The implementation of arbitrary-precision floating-point arithmetic is
supplied by the mpmath library~\cite{mpmath}. Originally, it was developed as a SymPy
submodule but has subsequently been moved to a standalone pure-Python package.
The basic datatypes in mpmath are \texttt{mpf} and \texttt{mpc}, which
respectively act as multiprecision substitutes for Python's \texttt{float} and
\texttt{complex}. The floating-point precision is controlled by a global
context:

% doctest printer doesn't display "mpf"
% no-doctest
\begin{verbatim}
>>> import mpmath
>>> mpmath.mp.dps = 30    # 30 digits of precision
>>> mpmath.mpf("0.1") + mpmath.exp(-50)
mpf('0.100000000000000000000192874984794')
>>> print(_)   # pretty-printed
0.100000000000000000000192874985
\end{verbatim}

Like SymPy, mpmath is a pure Python library.  A design decision of SymPy is to
keep it and its required dependencies pure Python. This is a primary advantage
 of mpmath over other multiple precision libraries such as GNU MPFR~\cite{Fousse:2007:MMB:1236463.1236468},
which is faster.  Like SymPy, mpmath is also BSD
licensed (GNU MPFR is licensed under the GNU Lesser General Public License~\cite{rosen2005open}).

Internally, mpmath represents
a floating-point number ${(-1)}^s x \cdot 2^y$ by a tuple $(s, x, y, b)$ where
$x$ and $y$ are arbitrary-size Python integers
and the redundant integer $b$ stores the bit length of $x$ for quick access.
If GMPY~\cite{GMPY} is installed, mpmath automatically uses
the \texttt{gmpy.mpz} type for~$x$, and GMPY methods
for rounding-related operations, improving performance.
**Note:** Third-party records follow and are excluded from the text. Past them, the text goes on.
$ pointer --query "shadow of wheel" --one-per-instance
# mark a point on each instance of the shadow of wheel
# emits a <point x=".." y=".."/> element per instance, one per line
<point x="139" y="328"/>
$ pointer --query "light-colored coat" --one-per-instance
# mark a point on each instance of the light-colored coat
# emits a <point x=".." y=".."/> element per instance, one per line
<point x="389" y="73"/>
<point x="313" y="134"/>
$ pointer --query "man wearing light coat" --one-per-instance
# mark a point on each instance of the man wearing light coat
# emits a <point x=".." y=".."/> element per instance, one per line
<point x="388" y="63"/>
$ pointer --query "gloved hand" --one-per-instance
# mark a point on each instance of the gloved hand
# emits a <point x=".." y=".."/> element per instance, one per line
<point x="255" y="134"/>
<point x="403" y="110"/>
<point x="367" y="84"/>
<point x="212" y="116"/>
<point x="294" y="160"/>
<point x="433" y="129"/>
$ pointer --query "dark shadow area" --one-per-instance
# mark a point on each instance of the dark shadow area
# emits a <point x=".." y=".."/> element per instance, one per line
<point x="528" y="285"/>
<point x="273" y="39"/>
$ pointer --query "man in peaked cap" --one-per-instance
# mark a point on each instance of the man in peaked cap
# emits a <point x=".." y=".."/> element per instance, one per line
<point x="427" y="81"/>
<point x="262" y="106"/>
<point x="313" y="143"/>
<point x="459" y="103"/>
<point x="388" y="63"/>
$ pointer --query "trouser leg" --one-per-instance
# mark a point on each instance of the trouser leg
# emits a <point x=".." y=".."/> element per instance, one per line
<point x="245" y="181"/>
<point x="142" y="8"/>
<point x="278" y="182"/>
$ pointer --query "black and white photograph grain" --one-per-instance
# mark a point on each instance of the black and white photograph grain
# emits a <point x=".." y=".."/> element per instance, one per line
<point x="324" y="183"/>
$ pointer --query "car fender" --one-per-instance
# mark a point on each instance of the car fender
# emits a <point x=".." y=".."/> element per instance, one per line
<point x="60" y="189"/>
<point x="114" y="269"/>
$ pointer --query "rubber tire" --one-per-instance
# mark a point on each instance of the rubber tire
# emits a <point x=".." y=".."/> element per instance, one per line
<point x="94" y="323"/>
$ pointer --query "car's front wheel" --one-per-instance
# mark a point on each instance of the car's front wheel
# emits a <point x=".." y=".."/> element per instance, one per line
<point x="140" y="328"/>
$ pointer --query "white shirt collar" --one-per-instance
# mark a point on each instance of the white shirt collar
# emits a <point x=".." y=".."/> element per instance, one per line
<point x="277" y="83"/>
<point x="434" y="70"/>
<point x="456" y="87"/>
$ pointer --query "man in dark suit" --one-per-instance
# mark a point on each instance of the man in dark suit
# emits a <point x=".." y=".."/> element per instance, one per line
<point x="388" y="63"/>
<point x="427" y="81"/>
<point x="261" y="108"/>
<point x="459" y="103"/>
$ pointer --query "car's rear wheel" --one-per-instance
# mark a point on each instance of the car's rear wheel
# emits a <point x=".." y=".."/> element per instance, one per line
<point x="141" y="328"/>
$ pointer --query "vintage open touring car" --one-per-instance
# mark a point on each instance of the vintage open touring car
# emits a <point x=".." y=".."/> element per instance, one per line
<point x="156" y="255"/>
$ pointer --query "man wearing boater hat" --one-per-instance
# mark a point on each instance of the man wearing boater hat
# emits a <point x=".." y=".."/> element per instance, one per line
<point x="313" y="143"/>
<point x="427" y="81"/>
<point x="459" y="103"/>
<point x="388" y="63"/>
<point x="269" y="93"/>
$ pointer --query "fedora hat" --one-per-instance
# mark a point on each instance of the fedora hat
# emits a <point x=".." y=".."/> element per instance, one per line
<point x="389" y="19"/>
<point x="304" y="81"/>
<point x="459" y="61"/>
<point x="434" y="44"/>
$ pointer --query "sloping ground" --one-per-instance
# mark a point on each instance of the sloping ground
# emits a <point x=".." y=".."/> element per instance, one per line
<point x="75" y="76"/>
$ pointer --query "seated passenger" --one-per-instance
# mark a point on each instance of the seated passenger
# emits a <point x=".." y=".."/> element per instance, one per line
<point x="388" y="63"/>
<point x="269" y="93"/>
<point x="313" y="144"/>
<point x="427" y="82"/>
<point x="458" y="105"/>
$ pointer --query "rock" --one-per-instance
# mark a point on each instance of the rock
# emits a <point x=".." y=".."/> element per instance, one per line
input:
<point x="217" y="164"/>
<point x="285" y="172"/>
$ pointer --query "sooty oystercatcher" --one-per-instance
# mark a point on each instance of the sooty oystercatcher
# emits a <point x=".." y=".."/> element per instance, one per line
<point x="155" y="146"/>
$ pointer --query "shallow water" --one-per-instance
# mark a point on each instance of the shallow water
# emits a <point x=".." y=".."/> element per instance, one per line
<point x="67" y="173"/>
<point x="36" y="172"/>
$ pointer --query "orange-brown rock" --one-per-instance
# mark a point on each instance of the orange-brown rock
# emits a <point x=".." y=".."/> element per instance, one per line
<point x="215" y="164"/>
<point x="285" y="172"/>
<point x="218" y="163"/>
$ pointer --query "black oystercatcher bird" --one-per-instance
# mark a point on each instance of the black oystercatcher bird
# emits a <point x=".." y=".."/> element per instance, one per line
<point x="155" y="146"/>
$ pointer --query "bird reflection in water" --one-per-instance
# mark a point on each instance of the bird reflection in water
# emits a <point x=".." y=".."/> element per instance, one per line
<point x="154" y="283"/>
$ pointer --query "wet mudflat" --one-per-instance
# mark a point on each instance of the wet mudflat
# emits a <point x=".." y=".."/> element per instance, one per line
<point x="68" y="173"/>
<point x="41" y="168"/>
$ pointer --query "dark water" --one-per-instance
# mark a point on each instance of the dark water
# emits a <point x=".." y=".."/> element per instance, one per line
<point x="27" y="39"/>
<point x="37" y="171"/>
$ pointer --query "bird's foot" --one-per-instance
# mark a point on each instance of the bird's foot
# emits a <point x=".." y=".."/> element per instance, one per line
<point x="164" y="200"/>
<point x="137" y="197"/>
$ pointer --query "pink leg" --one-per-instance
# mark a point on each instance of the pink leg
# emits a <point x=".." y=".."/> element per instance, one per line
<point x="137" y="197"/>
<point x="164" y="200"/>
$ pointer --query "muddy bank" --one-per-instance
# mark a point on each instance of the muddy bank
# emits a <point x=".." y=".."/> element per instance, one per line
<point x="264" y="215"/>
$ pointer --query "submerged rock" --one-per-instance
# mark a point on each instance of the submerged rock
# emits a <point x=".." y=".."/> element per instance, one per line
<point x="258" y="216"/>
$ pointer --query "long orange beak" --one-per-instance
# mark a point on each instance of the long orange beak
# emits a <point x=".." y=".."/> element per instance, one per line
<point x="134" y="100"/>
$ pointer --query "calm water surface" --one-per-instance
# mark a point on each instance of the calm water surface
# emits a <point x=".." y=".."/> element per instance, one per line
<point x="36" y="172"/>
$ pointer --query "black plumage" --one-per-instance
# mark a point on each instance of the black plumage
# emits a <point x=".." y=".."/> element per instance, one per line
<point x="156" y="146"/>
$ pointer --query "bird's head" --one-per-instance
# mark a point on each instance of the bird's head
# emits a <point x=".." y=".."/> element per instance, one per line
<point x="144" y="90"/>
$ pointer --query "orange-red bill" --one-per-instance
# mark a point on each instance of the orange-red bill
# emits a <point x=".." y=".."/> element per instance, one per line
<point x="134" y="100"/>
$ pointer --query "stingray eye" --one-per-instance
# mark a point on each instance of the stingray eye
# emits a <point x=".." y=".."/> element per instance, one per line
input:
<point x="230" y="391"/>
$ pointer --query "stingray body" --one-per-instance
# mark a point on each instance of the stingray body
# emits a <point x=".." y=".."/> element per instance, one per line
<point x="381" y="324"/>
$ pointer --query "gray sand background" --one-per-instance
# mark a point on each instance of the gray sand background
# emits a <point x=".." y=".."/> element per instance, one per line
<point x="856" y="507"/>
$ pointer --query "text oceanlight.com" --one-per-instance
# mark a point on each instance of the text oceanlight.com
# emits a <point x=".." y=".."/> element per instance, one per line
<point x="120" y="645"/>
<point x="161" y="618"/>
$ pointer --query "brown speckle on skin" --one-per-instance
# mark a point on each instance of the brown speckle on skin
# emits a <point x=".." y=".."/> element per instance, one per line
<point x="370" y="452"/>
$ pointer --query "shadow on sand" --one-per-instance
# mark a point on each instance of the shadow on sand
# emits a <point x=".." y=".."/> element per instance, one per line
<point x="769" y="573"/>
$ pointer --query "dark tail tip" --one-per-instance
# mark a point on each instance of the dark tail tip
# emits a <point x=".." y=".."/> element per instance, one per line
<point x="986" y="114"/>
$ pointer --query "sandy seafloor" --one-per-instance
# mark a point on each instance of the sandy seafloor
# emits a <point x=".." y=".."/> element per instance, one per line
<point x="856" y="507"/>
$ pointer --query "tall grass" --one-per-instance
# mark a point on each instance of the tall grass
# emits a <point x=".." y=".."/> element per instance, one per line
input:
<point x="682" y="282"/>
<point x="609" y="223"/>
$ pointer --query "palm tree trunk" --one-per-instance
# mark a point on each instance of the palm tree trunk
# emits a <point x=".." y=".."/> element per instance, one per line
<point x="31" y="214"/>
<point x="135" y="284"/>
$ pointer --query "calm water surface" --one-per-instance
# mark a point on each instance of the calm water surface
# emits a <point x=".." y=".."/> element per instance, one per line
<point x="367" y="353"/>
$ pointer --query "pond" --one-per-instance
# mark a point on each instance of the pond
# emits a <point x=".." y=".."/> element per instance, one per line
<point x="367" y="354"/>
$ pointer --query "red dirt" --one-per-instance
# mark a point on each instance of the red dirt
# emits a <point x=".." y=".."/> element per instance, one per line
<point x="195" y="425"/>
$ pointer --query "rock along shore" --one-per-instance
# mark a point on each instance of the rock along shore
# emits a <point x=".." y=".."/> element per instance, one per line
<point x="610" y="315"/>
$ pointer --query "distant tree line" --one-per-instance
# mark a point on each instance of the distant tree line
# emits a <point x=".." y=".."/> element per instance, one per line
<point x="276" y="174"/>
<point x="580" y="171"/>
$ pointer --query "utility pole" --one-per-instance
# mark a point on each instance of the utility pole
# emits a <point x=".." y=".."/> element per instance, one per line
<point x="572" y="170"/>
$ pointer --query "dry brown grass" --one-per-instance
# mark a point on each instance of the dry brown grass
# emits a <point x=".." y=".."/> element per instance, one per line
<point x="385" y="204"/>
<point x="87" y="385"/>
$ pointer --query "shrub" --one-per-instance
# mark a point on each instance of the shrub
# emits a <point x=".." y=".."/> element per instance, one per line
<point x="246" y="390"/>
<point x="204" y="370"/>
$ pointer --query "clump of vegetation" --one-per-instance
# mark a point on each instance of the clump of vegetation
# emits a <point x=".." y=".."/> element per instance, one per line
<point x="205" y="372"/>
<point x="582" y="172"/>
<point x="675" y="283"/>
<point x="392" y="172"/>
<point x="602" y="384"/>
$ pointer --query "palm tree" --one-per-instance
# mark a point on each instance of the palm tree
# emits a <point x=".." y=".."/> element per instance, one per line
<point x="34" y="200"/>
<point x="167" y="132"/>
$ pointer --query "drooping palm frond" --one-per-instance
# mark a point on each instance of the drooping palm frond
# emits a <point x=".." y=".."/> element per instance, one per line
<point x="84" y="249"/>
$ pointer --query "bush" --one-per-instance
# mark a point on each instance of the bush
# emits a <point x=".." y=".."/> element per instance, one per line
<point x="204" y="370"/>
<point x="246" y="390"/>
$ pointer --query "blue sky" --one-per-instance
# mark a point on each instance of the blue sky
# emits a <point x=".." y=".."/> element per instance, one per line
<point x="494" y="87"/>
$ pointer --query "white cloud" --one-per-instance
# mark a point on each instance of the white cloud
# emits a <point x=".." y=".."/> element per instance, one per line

Most mpmath and SymPy functions use the same naming scheme, although this is
not true in every case. For example, the symbolic SymPy summation expression
\texttt{Sum(f(x), (x, a, b))} representing $\sum_{x=a}^b f(x)$ is represented
in mpmath as \texttt{nsum(f, (a, b))}, where \texttt{f} is a numeric Python
function.

The mpmath library supports
special functions, root-finding, linear algebra, polynomial approximation,
and numerical computation of limits, derivatives, integrals, infinite
series, and solving ODEs. All features work in arbitrary precision
and use algorithms that allow computing hundreds of digits rapidly
(except in degenerate cases).

The double exponential (tanh-sinh) quadrature is used for numerical
integration by default. For smooth integrands, this algorithm usually
converges extremely rapidly, even when the integration interval is infinite
or singularities are present at the endpoints~\cite{takahasi1974double,bailey2005comparison}.
However, for good performance, singularities
in the middle of the interval must be specified
by the user.
To evaluate slowly converging limits and infinite series, mpmath
automatically tries Richardson extrapolation and the
Shanks transformation
(Euler-Maclaurin summation can also be used)~\cite{BenderOrszag1999}.
A function to evaluate oscillatory integrals by means of convergence
acceleration is also available.

A wide array of higher mathematical functions is implemented
with full support for complex values of all parameters and arguments,
including complete and incomplete gamma functions,
Bessel functions, orthogonal polynomials, elliptic functions and integrals,
zeta and polylogarithm functions,
the generalized hypergeometric function, and the Meijer G-function.
The Meijer G-function instance
$G_{1, 3}^{3, 0}\left(0 ; \tfrac{1}{2}, -1, - \tfrac{3}{2} \middle | x \right)$
is a good test case~\cite{Toth2007}; past versions of both Maple and
Mathematica produced incorrect numerical values for large $x > 0$.
Here, mpmath automatically removes an internal singularity
and compensates for cancellations (amounting to 656 bits
of precision when $x = 10000$), giving correct values:
% doctest printer doesn't display "mpf"
% no-doctest
\begin{verbatim}
>>> mpmath.mp.dps = 15
>>> mpmath.meijerg([[],[0]], [[-0.5,-1,-1.5],[]], 10000)
mpf('2.4392576907199564e-94')
\end{verbatim}

Equivalently, with SymPy's interface this function can be evaluated as:
\begin{verbatim}
>>> meijerg([[],[0]], [[-S(1)/2,-1,-S(3)/2],[]], 10000).evalf()
2.43925769071996e-94
\end{verbatim}

Symbolic integration and summation often produce hypergeometric
and Meijer G-function closed forms (see section~\ref{sec:calculus});
numerical evaluation of such special functions is a useful complement
to direct numerical integration and summation.